2017: Written and directed by Sofia Coppola, from the book by Thomas Cullinan and the 1971 screenplay by Albert Maltz and Irene Kamp | 93 min
1971: Directed by Don Siegel, written by Albert Maltz and Irene Kamp | 105 min
I’ve not read the novel, but the two features adapted from this Civil War gothic drama about a wounded Union soldier taken in by a group of girls and women in a rural school are more similar than not. The original is slathered in a psychosexual drama that’s a hallmark of that era of American movies—from the haunting score, the frequent use of voice-over and multiple flashbacks—but the new film benefits from a more ambiguous character from Colin Farrell, whose Cpl John McBurney is far less a demonic presence than Eastwood’s portrayal.
The earlier film is a surprising one from Eastwood, who in ’71 was already a star of Leone’s “Spaghetti Westerns” and the same year would introduce to the world his stone cold cop, Dirty Harry. In other words, a leading man not prone to playing a bad guy.
Here he’s a wounded Yank who isn’t above stealing a kiss from his 12-year-old rescuer, ostensibly to keep her quiet when the enemy is passing, but come on. From that moment you know he’s an inveterate sleaze, and Siegel’s film never lets you forget it, just as the director sets up the female cast—led by Geraldine Page, Elizabeth Hartman, Jo Ann Harris, Mae Mercer, and Pamelyn Ferdin—as entirely overwhelmed by the arrival of a man, all deeply susceptible to his seduction. The Martha character, well played by Page, has a hidden past with a misbehaving brother, a detail written out in the new version, while Hallie, the school’s slave, is also dispensed with in Coppola’s film. These details are missed, and Siegel’s picture is never less than sordidly entertaining.

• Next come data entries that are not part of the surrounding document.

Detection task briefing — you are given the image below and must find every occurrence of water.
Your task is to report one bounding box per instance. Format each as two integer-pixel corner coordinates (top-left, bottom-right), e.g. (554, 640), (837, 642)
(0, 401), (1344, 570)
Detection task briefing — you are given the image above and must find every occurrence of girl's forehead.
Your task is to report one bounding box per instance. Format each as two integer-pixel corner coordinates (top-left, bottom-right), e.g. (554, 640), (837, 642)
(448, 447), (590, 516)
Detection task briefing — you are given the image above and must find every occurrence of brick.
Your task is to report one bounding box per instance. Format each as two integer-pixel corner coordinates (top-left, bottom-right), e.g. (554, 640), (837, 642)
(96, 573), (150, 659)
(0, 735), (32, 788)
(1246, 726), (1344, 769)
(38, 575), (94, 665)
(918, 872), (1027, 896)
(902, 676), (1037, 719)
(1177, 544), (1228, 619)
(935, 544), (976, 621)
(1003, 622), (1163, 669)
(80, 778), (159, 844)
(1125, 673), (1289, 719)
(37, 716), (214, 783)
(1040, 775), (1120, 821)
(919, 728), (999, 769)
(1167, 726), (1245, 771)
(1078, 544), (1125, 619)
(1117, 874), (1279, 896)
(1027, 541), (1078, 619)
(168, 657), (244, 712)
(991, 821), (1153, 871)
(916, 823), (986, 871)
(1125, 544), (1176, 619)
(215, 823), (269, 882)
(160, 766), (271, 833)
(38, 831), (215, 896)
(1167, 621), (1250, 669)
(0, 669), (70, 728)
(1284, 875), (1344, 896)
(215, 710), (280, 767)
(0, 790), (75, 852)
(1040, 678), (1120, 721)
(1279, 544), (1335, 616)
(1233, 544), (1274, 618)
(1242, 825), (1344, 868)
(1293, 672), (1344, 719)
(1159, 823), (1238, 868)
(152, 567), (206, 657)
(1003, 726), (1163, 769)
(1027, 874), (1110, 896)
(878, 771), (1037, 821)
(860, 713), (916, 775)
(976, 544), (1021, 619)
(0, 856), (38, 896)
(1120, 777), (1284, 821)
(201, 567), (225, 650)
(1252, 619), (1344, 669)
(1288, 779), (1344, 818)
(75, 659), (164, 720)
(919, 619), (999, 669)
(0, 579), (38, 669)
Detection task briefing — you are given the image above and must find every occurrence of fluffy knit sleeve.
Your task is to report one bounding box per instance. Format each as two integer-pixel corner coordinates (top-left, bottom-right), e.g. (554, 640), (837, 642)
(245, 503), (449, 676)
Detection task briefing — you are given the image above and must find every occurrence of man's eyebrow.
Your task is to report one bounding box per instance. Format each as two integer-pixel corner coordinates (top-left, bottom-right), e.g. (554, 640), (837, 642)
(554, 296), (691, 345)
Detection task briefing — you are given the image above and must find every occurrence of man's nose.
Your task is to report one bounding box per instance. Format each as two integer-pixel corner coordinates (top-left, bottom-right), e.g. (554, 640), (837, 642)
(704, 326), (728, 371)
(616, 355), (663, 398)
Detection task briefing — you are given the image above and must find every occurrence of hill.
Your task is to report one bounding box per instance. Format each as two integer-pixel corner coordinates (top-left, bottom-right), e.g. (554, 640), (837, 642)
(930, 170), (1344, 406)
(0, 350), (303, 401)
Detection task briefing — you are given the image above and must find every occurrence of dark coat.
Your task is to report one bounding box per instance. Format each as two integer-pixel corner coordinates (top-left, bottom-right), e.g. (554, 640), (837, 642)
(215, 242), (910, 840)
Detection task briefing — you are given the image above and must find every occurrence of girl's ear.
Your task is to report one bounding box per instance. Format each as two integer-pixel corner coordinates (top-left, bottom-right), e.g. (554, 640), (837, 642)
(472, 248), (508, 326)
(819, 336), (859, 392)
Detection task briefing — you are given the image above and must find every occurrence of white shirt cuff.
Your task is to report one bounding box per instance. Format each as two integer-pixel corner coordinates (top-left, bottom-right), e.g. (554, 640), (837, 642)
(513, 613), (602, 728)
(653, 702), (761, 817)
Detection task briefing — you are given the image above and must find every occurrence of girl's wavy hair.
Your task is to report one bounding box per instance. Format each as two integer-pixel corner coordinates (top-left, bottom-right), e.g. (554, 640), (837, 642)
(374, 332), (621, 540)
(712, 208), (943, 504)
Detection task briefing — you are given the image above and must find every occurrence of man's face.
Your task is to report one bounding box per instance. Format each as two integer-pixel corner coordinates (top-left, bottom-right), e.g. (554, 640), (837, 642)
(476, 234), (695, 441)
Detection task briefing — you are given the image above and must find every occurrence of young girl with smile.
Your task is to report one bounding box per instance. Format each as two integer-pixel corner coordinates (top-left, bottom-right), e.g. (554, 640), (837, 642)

I wouldn’t call Coppola’s take inferior, but it is much more subtle and tasteful, which isn’t always a good thing. There’s no doubt the film’s dusty, decaying mansion location is gorgeously lit (by DP Philippe Le Sourd) while the filmmaker is more interested in the play of relationships than the cost of war or any particulars of history. She also includes a few lovely details—the beading of water on skin and the sharpening of axes, physical notes that say more than any voice-over could.
The big advantage of the 2017 film is how Farrell plays McBurney—his wounded soldier may genuinely have no ulterior motive or manipulative intent, and that possibility It gives the film the air of literary mystery rather than lurid suspense, at least until the final 10 minutes when the two films dovetail.
Nicole Kidman, Kirsten Dunst, and Elle Fanning each deliver a distinct portrait of a somewhat sheltered woman at a different point in their lives, and each react to McBurney in their own way. This has been Coppola’s particular thematic thread from film to film—self-aware stories of privileged women. However narrow that vision may seem, she’s always true to what she knows and I’ve never found any of her pictures offensive or pointless. At her best—that would still be Lost In Translation—she finds a rare poeticism in her storytelling.
If you’re familiar with Don Siegel’s The Beguiled, there won’t be much here to surprise beyond satisfying an academic curiosity of how different generations of filmmakers approach the same material. If this drama is new to you, Coppola’s take, while more staid than the original, is still very much worthwhile in both its performances and production value.